With around 500 billion cups of coffee consumed each year around the world, it is no surprise the research on coffee continues. As a result, they have established for substances that trigger the development of neurodegenerative diseases that affect coffee is a strong roast and strong roast without the caffeine.
"Coffee consumption does seem to have some correlation to a decreased risk of developing Alzheimer's disease and Parkinson's disease", said study senior author Dr. Donald Weaver, co-director of the Krembil Brain Institute.
For the study, reported in the journal Frontiers in Neuroscience, the team chose to investigate three different types of coffee - light roast, dark roast and decaffeinated dark roast. "But we wanted to investigate why that is - which compounds are involved and how they may impact age-related cognitive decline", said Weaver.
The caffeinated and de-caffeinated dark roast both showed phenylindanes, suggesting that the effect is not due to caffeine.

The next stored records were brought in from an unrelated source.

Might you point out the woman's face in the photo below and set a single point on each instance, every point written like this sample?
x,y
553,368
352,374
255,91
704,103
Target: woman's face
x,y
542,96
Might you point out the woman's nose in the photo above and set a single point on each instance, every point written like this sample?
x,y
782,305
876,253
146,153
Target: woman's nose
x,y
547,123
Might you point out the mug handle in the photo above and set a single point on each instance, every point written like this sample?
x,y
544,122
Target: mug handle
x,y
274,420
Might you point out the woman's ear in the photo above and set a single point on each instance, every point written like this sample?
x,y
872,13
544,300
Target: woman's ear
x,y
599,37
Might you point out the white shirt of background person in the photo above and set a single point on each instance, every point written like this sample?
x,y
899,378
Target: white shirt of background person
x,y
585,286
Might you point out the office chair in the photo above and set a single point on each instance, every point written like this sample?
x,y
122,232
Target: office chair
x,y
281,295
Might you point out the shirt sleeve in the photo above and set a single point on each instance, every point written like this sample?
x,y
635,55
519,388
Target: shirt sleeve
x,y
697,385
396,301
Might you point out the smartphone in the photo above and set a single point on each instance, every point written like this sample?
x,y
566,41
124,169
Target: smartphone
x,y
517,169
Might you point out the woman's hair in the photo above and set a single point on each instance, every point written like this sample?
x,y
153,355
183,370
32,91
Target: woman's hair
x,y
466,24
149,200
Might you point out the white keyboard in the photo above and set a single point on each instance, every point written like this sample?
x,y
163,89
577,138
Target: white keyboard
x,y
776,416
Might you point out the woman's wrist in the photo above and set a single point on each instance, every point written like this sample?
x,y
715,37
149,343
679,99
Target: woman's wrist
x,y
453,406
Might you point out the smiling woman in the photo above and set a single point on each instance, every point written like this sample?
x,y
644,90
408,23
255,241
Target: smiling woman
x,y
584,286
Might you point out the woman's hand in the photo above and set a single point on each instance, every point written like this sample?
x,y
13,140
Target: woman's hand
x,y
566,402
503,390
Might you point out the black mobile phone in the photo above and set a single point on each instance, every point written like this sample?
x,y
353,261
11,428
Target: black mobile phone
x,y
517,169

They identified a cluster of compounds called phenylindanes, which stopped two proteins, common in Alzheimer's and Parkinson's, from thickening.
"So phenylindanes are a dual inhibitor. Very interesting, we were not expecting that", said Weaver.
It appears that a longer roasting time causes the coffee beans to produce more phenylindanes. Scientists say that this is the first study that examined the interaction between phenylindane and proteins contributing to Alzheimer's and Parkinson's.
"The fact that it's a natural compound vs. synthetic is also a major advantage", he added.